Ester Bloom fumes:
Wal-Mart has decided to cut benefits for PT workers, even though the Wal-Mart empire has produced so much money that individual Waltons take up four spots on the list of Top 10 Richest People in America. Christy Walton is the 6th richest American with a fortune of $38 billion, Jim is 7th with a fortune of $36 billion, Alice is 9th with $34.9B, and S. Robert is 10th with $34.8. Come on guys.
Peter Suderman attributes Walmart’s change to failures of Obamacare:
You can see the kind of impact the law is having just by looking at the news. Walmart is dropping health plans for about 30,000 part-time workers, about 5 percent of its workforce, according to the Associated Press. Target, Home Depot, and other big retailers have made similar moves. The retail giant isn’t specifically citing Obamacare as the cause. But it’s almost certainly a factor.
Paul Waldman disagrees. He claims that “this development is actually a good thing, and it shows that the Affordable Care Act is working”:
So why is this a good thing?

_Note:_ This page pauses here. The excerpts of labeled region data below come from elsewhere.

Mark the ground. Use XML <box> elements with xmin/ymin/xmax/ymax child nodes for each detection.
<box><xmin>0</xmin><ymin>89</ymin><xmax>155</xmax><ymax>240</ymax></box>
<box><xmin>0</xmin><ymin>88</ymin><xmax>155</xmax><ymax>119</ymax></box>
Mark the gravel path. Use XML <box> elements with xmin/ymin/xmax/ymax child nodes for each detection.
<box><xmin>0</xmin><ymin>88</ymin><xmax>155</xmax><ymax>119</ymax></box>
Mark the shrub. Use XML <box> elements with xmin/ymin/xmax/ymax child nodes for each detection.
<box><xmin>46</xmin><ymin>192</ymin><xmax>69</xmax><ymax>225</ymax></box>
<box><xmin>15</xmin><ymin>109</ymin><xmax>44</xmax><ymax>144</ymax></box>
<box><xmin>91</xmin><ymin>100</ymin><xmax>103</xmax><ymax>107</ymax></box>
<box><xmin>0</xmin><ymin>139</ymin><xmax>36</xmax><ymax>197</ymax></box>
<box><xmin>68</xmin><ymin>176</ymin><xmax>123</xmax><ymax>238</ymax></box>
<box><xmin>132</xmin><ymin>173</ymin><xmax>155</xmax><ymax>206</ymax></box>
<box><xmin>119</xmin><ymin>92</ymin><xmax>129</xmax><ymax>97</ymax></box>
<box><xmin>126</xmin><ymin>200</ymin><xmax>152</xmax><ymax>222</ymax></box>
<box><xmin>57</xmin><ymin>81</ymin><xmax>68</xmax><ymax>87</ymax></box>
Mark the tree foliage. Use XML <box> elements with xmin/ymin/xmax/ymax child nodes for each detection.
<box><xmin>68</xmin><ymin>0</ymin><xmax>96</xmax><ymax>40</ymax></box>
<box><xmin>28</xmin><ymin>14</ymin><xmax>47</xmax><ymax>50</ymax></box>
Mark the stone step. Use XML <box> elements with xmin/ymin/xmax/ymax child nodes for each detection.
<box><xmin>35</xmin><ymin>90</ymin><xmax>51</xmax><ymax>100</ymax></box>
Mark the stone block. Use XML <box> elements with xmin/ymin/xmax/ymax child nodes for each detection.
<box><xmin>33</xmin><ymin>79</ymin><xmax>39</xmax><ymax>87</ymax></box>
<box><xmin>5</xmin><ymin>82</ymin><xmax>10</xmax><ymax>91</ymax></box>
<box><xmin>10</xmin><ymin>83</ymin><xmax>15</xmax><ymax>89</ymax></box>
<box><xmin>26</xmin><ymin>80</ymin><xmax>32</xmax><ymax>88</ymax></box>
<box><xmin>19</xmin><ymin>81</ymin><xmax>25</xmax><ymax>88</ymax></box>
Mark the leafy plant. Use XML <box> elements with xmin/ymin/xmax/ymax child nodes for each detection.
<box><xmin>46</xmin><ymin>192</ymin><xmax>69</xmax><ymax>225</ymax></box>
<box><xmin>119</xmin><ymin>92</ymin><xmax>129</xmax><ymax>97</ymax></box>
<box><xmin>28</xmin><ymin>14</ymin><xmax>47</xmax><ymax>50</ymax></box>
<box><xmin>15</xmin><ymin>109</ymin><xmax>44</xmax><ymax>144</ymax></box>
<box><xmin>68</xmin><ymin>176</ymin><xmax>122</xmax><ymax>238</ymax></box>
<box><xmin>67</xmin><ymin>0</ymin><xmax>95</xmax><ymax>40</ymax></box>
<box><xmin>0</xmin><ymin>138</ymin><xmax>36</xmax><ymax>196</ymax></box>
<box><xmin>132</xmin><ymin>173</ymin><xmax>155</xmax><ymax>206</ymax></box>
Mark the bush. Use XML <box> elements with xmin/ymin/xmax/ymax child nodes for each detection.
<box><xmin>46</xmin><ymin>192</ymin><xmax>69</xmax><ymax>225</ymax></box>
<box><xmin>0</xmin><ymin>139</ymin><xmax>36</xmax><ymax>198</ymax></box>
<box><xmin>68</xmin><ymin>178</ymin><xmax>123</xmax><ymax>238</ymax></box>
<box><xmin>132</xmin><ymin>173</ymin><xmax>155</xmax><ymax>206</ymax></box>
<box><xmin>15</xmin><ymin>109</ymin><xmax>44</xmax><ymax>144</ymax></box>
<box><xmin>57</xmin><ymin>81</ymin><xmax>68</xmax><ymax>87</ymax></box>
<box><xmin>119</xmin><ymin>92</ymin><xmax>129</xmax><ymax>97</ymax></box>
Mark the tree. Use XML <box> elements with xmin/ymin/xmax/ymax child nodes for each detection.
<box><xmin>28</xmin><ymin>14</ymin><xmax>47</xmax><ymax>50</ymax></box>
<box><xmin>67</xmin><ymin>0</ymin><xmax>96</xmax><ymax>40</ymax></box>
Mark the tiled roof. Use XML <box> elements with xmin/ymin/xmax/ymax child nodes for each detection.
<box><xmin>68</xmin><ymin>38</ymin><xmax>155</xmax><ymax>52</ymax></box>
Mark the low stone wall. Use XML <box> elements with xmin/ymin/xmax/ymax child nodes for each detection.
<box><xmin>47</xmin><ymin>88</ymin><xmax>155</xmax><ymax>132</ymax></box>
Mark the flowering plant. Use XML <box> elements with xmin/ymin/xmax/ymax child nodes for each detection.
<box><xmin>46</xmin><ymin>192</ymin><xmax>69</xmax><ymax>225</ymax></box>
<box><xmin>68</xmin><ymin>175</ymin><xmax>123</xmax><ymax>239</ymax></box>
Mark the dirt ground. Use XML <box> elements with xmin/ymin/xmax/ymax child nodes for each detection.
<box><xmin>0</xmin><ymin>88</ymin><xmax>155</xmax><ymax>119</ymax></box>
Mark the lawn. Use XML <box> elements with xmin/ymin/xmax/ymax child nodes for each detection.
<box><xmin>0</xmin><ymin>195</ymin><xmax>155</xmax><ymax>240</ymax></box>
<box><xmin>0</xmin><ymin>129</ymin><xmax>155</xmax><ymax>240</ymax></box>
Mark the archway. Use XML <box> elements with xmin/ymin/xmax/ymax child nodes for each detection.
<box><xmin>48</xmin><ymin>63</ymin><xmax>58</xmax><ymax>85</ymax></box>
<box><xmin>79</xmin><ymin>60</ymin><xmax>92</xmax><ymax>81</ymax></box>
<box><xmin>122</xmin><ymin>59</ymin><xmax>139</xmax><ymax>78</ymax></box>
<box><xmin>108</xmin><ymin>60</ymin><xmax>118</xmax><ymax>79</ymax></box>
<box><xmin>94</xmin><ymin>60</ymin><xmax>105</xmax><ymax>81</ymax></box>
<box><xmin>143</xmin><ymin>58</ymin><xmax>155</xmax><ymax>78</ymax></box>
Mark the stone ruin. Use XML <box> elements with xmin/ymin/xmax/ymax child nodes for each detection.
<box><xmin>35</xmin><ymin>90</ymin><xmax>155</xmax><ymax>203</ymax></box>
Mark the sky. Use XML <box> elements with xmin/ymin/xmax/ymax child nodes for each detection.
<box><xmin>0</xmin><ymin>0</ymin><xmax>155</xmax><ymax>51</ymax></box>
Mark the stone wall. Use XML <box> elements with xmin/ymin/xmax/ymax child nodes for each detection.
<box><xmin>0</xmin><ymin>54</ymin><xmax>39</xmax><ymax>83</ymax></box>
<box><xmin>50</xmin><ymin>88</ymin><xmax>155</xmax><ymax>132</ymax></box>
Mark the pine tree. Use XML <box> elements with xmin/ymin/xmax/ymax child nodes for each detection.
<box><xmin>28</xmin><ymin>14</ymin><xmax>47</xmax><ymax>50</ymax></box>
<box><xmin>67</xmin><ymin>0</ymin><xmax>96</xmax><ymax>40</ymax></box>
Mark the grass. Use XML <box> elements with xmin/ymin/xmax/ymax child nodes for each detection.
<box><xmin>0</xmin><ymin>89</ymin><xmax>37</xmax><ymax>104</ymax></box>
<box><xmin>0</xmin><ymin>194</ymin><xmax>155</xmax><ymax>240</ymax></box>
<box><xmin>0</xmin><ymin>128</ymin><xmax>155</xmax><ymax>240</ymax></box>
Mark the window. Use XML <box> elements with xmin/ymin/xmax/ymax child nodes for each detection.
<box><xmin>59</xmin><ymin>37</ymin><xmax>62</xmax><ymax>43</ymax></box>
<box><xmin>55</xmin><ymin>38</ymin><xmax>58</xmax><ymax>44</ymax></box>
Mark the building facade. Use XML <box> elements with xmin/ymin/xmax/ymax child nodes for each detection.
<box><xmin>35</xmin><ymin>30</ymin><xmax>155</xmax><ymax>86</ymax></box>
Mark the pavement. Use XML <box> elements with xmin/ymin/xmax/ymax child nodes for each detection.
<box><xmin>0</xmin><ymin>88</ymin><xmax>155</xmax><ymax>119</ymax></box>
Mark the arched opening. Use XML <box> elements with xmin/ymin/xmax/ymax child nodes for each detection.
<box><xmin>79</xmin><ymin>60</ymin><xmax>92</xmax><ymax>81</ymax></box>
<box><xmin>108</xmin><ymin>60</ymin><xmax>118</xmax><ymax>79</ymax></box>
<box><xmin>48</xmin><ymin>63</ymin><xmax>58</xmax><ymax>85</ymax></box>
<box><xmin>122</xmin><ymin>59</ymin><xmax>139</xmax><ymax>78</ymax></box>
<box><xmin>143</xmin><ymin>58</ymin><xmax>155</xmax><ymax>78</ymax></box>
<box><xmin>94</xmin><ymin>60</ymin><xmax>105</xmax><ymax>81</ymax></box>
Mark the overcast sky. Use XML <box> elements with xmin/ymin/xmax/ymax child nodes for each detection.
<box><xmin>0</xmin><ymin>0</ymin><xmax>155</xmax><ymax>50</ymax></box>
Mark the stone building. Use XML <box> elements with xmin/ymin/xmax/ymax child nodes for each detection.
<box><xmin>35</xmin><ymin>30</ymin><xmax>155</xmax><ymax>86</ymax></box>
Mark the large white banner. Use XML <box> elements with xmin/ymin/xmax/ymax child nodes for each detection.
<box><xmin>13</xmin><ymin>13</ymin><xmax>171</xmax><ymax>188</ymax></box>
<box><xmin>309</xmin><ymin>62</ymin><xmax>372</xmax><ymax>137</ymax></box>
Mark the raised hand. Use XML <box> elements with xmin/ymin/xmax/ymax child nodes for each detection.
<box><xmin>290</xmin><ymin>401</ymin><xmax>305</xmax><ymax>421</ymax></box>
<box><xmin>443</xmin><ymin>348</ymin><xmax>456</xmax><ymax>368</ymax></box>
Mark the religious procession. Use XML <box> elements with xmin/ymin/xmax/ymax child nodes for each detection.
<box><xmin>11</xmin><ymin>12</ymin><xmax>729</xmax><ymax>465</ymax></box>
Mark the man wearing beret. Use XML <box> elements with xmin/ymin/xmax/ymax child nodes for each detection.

It may involve some hassle for individual employees, as they’ll have to go to the exchange to figure out what plan to get. But most of those Walmart workers will likely come out ahead. Someone who’s earning $9 an hour working 30 hours a week at a Walmart would be making $13,500 a year. Depending on what their spouse makes and what state they’re in, they could be eligible for Medicaid and pay nothing at all for insurance, or get substantial subsidies that would make a private plan extremely affordable.
Sarah Kliff also argues that the shift should be celebrated:
[F]inancial help [from the ACA] can be a big deal for those with lower incomes. Think of the 36-year-old Walmart employee here in Washington, D.C. who works 29 hours per week at the company’s average wage of $12.73 per hour. She earns just about $19,000 annually if she works every week of the year.
If Walmart doesn’t offer her insurance, the Kaiser Family Foundation’s subsidy calculator shows that she qualifies for a $1,751 subsidy from the federal government to help buy coverage on the exchange. With that financial help, she can buy insurance for as little as an $7 per month. As a low-wage worker, she gets some of the most generous financial help.
But if Walmart does offer her coverage, it becomes her only option. She doesn’t qualify for federal help and the $7 plan disappears. Walmart’s plan, meanwhile, is way more expensive. The average premium there works out to $111 per month.
David Graham views the move as simply a sign of the times:
Take a step back and this story looks like another milestone on the changing road of the American health care system, even if there are only 30,000 employees affected by this particular step. And it looks more like a symptom of the same underlying issues that inspired the Affordable Care Act, rather than like a result of that law. In announcing the move, Walmart cited the rising costs of health insurance. Big companies are seeing their costs rise, but they also don’t have to worry as much about keeping their employees well, since they can be sure that they’ll be insured through exchanges anyway.
Health-policy experts and wonks on both the right and left tend to look askance at the American system of employer-based insurance, which is essentially a historical accident. (They differ on what do in the post employer-based-insurance world, of course: Progressives want a universal national insurance system, while conservatives want individuals to deal with it themselves.) As more and more American workers leave employer-based insurance plans, for one reason or another, the end of this anomalous system seems closer and closer.